Once I came to college and lost easy television access, that chatter vanished entirely. I had to actively search for all my news for the first time in my life, and I hated having to do it daily. I hated the idea of having to scroll and click through dozens of articles a day, teasing out 10 or so articles that may actually interest me. Even the new mobile news apps popping up everywhere (Pulse, Flipboard) were too verbose and time-consuming most of the time to satisfy my needs. And I didn't like the idea of picking out a few "interests" and "passions" like technology or music to read about - rather, I was more interested in being aware of whatever big things were happening in the world since the last time I checked in. So with no solution in sight, I sank into my Stanford bubble and became grossly unaware of the world at-large. If news reached me, it reached me by mistake - like I happened to see it in my Facebook news feed, or someone mentioned something at a meal. And I was not alone in this behavior among my peers - some of my peers had never been very aware of the news to begin with. Their parents weren't like mine, attached to world affairs.

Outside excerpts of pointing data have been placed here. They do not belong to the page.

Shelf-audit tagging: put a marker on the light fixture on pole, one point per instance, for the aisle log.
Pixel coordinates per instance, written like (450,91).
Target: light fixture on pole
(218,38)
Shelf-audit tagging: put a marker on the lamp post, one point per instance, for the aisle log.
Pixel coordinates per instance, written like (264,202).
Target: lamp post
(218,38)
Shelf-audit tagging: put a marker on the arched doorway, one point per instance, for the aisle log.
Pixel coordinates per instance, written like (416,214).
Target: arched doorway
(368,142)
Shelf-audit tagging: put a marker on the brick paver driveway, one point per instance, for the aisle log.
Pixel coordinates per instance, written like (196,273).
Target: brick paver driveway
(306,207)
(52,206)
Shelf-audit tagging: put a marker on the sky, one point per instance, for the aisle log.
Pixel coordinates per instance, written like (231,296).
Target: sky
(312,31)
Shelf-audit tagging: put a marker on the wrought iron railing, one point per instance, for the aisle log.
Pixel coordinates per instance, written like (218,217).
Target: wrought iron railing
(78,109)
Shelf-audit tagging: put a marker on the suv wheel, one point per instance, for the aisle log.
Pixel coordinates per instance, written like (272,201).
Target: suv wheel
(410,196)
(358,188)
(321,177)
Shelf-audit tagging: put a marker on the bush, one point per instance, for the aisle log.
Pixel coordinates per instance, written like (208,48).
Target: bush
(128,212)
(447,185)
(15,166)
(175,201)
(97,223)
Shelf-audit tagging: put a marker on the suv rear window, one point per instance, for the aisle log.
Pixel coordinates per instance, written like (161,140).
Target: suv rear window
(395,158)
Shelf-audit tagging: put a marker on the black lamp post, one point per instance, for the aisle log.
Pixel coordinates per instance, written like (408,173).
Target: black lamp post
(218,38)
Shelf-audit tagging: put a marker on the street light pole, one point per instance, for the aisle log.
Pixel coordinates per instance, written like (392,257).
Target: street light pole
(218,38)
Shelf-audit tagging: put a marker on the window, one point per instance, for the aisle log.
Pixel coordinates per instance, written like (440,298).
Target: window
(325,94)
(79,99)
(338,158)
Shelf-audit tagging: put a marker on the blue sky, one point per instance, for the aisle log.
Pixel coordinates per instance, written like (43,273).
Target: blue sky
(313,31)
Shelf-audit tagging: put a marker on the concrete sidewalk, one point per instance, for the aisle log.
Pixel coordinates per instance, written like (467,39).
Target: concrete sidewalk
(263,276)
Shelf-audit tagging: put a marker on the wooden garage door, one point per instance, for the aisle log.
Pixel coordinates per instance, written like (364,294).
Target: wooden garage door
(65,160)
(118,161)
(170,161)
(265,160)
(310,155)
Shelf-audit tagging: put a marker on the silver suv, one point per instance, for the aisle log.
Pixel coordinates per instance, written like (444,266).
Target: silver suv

These three observations made after my initial TechM proposal shaped the idea even further. Now, TechM aims to:

  1. Be an HTML5 web application that is compatible with mobile devices
  2. Aggregate and organize technology-related (to begin with) news stories. But much more than that: extract the entities - persons, organizations, products, events - most vital to each story and build an index that can determine a hype and buzz factor around these entities within any given time frame (the most important time frame being a single day at first).
  3. Build an experience that delivers the entire daily news landscape to users succinctly. This product is not a destination, but rather a pit stop designed to get the user in, out, and on with their day as efficiently as possible.

The back story

February 11, 2013:

First small group meeting (SGM) for my CS 210 team. CS 210 (Software Project Experience with Corporate Partners) is a two quarter-long sequence of classes that fulfills the senior project requirement for CS majors at Stanford. My team was sponsored by SAP, a multinational, multi-billion dollar corporation that provides enterprise software solutions, and we called ourselves the "Socially Awesome Penguins" (or "SAPenguins" for short). Cute, right? I came up with that name.

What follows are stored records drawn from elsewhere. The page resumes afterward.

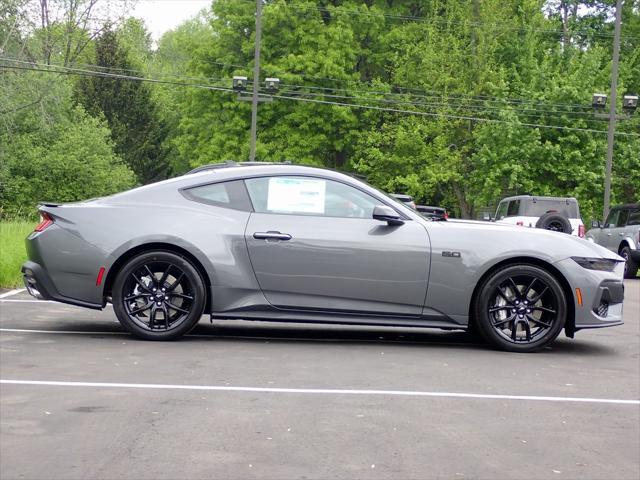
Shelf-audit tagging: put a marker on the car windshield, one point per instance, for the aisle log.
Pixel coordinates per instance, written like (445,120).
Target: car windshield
(539,207)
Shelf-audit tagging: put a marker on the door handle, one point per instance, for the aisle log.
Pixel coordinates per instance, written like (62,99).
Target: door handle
(271,235)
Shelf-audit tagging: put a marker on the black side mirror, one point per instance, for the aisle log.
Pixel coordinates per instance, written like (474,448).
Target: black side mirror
(387,214)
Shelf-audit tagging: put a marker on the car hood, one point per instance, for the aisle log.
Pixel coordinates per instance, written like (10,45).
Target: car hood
(558,245)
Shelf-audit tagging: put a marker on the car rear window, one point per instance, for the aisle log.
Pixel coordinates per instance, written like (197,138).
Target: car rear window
(634,217)
(542,206)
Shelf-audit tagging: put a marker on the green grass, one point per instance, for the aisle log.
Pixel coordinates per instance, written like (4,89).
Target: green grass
(12,251)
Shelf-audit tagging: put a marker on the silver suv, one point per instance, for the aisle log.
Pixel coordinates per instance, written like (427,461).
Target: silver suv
(620,233)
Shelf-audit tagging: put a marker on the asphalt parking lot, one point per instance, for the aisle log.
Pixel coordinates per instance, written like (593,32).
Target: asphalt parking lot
(81,399)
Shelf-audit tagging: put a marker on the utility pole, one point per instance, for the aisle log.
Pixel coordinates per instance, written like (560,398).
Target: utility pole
(256,82)
(612,109)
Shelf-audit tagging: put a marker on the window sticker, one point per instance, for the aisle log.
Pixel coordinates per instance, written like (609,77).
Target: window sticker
(298,195)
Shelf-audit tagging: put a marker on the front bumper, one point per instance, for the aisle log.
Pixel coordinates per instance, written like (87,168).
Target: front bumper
(39,285)
(602,295)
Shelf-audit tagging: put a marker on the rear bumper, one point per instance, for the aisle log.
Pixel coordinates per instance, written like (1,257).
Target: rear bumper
(39,285)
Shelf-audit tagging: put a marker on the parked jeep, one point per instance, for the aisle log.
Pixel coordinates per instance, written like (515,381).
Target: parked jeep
(560,214)
(620,233)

On February 11, we were just coming away from a pretty disappointing reception by a panel of venture capitalists on our first product idea - mobile-to-mobile screen sharing. The VCs (invited by the excellent Jay Borenstein to provide expert opinions to all the project teams in the class) called our concept uninspired and unambitious. They thought we had a lot more potential to do something great.

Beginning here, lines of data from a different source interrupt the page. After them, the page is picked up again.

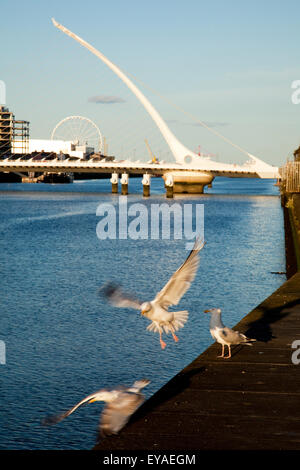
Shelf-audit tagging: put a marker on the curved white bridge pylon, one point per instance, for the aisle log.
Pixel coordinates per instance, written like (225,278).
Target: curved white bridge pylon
(182,154)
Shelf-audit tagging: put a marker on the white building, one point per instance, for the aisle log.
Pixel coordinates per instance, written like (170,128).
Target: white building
(66,147)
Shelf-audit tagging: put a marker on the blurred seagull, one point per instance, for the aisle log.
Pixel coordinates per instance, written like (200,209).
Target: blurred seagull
(224,335)
(157,309)
(121,402)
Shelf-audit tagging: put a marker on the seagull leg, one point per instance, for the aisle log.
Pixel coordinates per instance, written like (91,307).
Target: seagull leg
(175,337)
(222,355)
(162,343)
(229,352)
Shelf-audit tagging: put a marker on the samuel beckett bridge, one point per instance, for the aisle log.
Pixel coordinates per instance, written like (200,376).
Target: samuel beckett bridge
(189,173)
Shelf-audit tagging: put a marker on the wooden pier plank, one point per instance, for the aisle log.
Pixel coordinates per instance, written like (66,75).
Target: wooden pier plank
(251,401)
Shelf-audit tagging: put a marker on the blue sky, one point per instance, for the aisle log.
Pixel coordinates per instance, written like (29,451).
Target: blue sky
(228,63)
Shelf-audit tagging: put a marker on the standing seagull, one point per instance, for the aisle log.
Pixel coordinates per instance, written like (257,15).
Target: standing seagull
(121,404)
(224,335)
(157,309)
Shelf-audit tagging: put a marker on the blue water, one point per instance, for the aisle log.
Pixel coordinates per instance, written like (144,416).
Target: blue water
(63,342)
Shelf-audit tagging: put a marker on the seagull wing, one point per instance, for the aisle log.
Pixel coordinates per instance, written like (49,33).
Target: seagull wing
(181,280)
(115,295)
(232,336)
(57,418)
(117,413)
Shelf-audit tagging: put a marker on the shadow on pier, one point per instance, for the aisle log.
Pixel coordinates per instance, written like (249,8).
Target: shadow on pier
(249,402)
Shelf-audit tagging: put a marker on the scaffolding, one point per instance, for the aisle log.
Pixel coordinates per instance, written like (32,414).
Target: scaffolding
(6,131)
(20,142)
(14,135)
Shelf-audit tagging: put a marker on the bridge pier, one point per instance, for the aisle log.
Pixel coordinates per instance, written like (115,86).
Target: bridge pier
(124,184)
(114,183)
(146,185)
(169,185)
(191,182)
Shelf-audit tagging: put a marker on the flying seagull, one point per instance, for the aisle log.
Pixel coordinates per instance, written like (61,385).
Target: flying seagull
(224,335)
(121,403)
(156,310)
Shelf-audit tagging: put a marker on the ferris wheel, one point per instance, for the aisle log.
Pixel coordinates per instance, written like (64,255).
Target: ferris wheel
(80,131)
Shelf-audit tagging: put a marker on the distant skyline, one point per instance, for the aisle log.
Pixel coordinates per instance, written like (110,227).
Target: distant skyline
(231,64)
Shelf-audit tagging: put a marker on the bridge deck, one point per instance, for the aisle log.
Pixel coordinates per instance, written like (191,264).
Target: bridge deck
(139,168)
(250,401)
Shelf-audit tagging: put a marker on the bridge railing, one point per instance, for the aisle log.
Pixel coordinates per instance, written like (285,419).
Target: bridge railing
(290,177)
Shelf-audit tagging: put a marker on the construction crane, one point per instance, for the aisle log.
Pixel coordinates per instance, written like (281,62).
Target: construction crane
(152,157)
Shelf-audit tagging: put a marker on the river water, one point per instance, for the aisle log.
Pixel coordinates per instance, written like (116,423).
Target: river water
(60,341)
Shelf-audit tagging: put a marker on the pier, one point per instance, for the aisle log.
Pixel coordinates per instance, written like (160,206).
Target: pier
(249,402)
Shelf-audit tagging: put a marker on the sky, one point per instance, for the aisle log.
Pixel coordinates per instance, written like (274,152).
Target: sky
(229,64)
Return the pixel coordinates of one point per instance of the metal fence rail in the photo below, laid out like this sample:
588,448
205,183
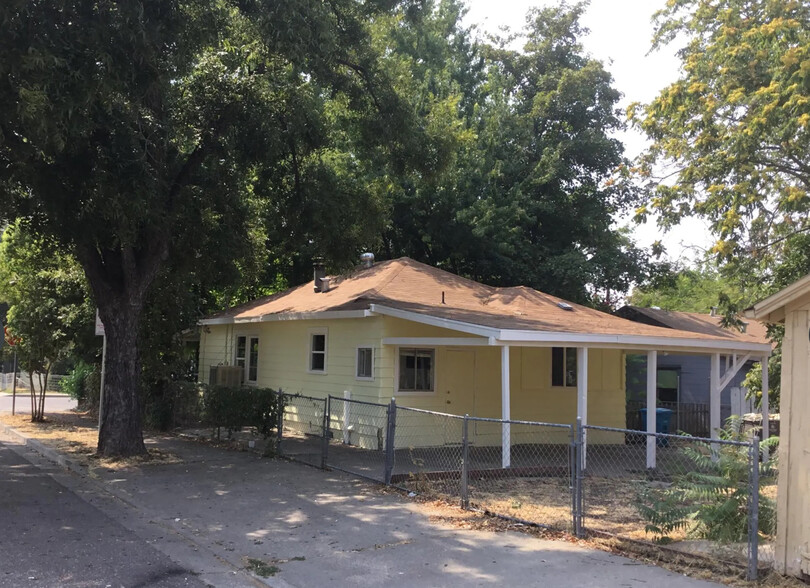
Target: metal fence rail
358,434
628,483
301,433
532,481
698,494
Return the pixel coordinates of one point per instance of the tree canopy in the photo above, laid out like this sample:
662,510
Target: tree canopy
129,129
48,310
536,181
733,132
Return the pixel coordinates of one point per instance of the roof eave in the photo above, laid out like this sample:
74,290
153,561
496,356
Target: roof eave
776,302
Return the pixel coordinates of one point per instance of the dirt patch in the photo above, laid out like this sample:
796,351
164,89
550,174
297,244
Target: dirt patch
75,434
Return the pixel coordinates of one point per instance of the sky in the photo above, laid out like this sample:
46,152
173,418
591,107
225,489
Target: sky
620,36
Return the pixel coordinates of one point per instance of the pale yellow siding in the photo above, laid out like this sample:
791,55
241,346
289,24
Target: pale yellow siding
467,379
793,500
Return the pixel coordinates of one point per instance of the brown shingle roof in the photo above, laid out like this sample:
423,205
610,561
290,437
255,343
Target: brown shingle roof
694,322
408,285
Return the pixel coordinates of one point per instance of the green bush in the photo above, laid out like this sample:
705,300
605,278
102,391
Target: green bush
711,501
234,408
83,383
172,403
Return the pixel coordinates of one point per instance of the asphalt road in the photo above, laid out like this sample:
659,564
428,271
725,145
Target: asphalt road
53,402
51,537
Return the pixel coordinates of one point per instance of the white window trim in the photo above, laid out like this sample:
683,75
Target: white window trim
318,331
399,392
248,338
357,363
565,385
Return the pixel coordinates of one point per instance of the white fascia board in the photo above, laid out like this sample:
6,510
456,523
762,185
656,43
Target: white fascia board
216,321
288,316
435,321
629,342
436,341
308,316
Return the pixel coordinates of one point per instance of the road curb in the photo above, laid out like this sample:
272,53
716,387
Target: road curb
45,451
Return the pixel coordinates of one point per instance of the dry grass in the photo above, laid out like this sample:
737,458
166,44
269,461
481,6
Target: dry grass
75,434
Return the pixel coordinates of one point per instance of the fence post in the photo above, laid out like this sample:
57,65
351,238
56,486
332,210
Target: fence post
465,463
389,441
325,431
347,395
753,510
280,422
579,443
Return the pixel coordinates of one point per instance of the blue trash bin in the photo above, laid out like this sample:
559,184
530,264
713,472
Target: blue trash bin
663,416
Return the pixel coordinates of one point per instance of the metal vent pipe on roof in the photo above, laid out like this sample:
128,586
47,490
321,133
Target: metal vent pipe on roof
318,273
367,259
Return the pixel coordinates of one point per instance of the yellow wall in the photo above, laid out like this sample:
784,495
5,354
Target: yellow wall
467,378
793,499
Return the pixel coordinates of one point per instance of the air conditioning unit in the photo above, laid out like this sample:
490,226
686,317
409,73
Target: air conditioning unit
225,375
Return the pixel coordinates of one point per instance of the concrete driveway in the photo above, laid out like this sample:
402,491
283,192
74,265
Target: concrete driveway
328,529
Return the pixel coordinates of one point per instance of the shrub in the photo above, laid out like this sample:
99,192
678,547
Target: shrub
82,383
711,501
234,408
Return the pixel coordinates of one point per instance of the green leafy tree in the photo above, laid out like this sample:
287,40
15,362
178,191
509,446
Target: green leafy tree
733,133
49,310
689,289
130,129
534,185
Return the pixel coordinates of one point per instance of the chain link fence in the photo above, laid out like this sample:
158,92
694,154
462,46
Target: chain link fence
704,497
531,482
301,430
358,436
699,496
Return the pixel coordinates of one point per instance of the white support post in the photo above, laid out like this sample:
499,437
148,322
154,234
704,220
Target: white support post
347,438
582,397
766,409
714,397
652,405
506,429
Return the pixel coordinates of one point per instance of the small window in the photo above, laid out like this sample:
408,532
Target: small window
564,366
365,362
253,361
317,351
247,357
416,367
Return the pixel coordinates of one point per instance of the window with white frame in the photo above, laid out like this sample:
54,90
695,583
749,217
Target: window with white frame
416,369
564,366
317,351
246,356
365,363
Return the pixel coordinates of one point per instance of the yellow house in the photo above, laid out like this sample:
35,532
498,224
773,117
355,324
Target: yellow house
791,306
434,340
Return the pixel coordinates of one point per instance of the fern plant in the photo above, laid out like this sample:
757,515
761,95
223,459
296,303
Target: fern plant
710,501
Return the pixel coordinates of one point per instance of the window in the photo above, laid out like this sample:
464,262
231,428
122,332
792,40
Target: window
416,370
317,351
247,357
564,366
365,363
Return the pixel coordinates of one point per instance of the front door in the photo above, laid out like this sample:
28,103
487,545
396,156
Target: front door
459,386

So in that SGM, we committed as a team to seeking out fresh, new project ideas to present to our corporate liaisons from SAP on February 20. We ditched the screen sharing idea, and we ditched all the other half-baked ideas that screen sharing had beat out over the last month. After a week-and-a-half of intense brainstorming, featuring a couple long and arduous team brainstorming sessions in Old Union, we settled on presenting our liaisons with two new ideas - code-named "SmartSense" and "TechM."

February 20, 2013:

Long story a little bit shorter, SAP liked the "SmartSense" idea better because it tied in with the project theme they had originally given us - letting the mobile device become a proxy for the identity and/or context of a human user. "SmartSense" gradually evolved into "Around the Corner" and became our final project direction - essentially, a mobile application that allows users to observe and utilize the paths along their daily commutes to find new venues they haven't discovered yet, despite passing by these venues all the time, despite them being "around the corner."


"TechM" did not connect to the SAP project theme, and given that they were our financial backers, it was reasonably tossed out without further thought. But "TechM" was my brainchild from the marathon brainstorming sessions, and I still saw great potential in the idea. This senior project class was not to be the right platform for turning this idea into a product, and so I am free pursue it as an individual.